DJ Food était représenté ce samedi par on ne sait qui… C’est chacun son tour en tout cas paraît-il, derrière ce pseudonyme qui cache en fait plusieurs personnalités du label. Une performance incluant entre autres Justin Timberlake et Beyoncé… Pas sûr que tout le public aurait trouvé ça bon en sachant ce qu’on lui mettait dans les oreilles !

Superbe performance de The Herbaliser. Deux claviers, batterie, basse… Section cuivre (trompette, sax alto, trombone, sax baryton), parfois le baryton échange son gros instrument contre une flûte traversière (notamment pour « Sensual Woman »), et un DJ. Scratches et cuivres se marient et s’enchaînent à merveille, avec beaucoup de sensualité. Une musique qui garde l’énergie du hip-hop et l’ambiance du jazz. En bonus, un petit gars blanc correctement enveloppé (mais pas trop) qui danse devant la foule façon rap et qui ne cesse de scander « We are the Herbaliser ». T’inquiètes bonhomme, on a bien retenu le nom de ton groupe, et on n’oubliera pas non plus cette joyeuse performance.

Plus tard dans la soirée on a choisi Gotan Project, pas Amon Tobin (allez savoir pourquoi !). Un projet autant visuel qu’auditif sur scène, puisque la Glenmor fut habillée d’un écran à moitié transparent sur lequel étaient projetées des images en noir et blanc, alors qu’on apercevait le groupe jouer à travers cette toile. Une danseuse est ensuite venue pour travailler d’avantage encore cette profondeur, se plaçant devant l’écran. Un set qui reprend parmi d’autres « Queremos Paz » (superbe !) et « Last Tango in Paris », ponctués de quelques samples tels que le « Sound of da Police » de KRS One (que beaucoup confondent avec un sample de NTM qui dirait « assassin de la police ») déjà repris dans le célèbre mix de Cut Killer dans la B.O. de « la Haine » (dans lequel il mélange également « Rien de rien » d’Edith Piaf).

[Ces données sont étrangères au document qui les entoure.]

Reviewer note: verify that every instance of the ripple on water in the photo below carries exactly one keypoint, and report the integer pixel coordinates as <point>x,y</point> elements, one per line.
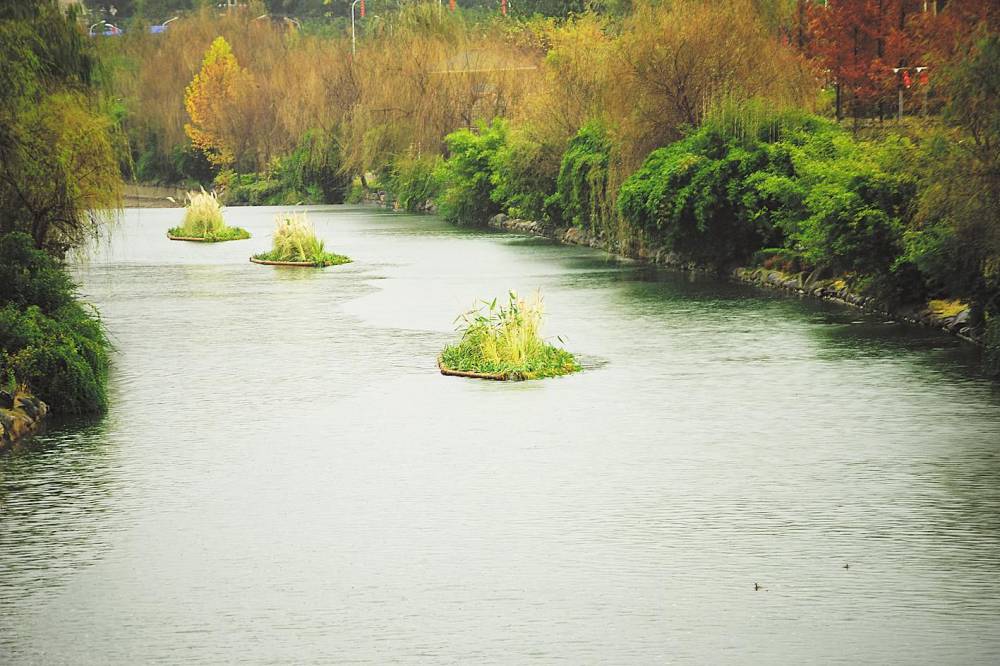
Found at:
<point>284,476</point>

Finalement, de la journée on aura échappé à Carlos Nuñez (j’avoue un certain manque de sensibilité à l’égard de la musique celtique), mais aussi et surtout aux Wampas, à Zazie, à Mickey 3D, à Tricky et autres Peuple de l’Herbe. Avec un certain regret, en particulier pour Zazie, qu’on aurait aimé voir sur scène. Car s’il fallait être aussi surpris qu’avec Laurent Voulzy, c’eut été dommage de manquer l’occasion.

Dimanche 20 juillet

18:15 Nous voici au troisième et dernier jour de ce festival, et après Voulzy (voir plus haut) on enchaîne sur Bikini Machine, inconnus au bataillon, alors c’est avec beaucoup d’intérêt et de curiosité que nous avons assistés à leur performance. Très balancé seventies, leur son est un rock funky, mais pas très catchy, et c’est finalement ce qui semble manquer pour faire mouche. L’interprétation ressemble à une répétition interminable de boucles, une par morceau. Ce qui devient vite lassant. Par contre côté prestance, ils ont fait un peu plus fort que Tahiti Bob, puisqu’ils sont sur scène affublés de costards, ce qui donne du style et un certain caractère à l’ambiance de leur musique.

Les Supergrass ont été très bons, en grande forme, influant sur presque tous les corps (ah bon ? tous ?). De plus ils ont fait preuve d’un très grand rendement, bouclant chaque morceau d’un simple « Thank you » et enchaînant juste derrière. Les anglais auront été la transition parfaite entre le jour et la nuit…

Malheureusement l’ambiance dansante a été interrompue par Calexico. Non pas que leur performance n’était pas bonne, mais sûrement mal programmée. On les aurait plutôt imaginés en plein après-midi, en plein soleil d’été, histoire de reconstituer l’ambiance de leur Arizona natal. Du coup, l’intérêt se tournait plus vers la buvette que vers la scène… peut-être que c’est aussi une particularité de l’état de l’Arizona. Très regrettable, car on est sûrs que mis à part le manque d’animation sur la scène (la musique de Calexico invite en effet plus à l’intimisme), cette prestation aurait été l’occasion de découvrir les qualités de ces musiciens. Petite erreur de programmation pour le coup !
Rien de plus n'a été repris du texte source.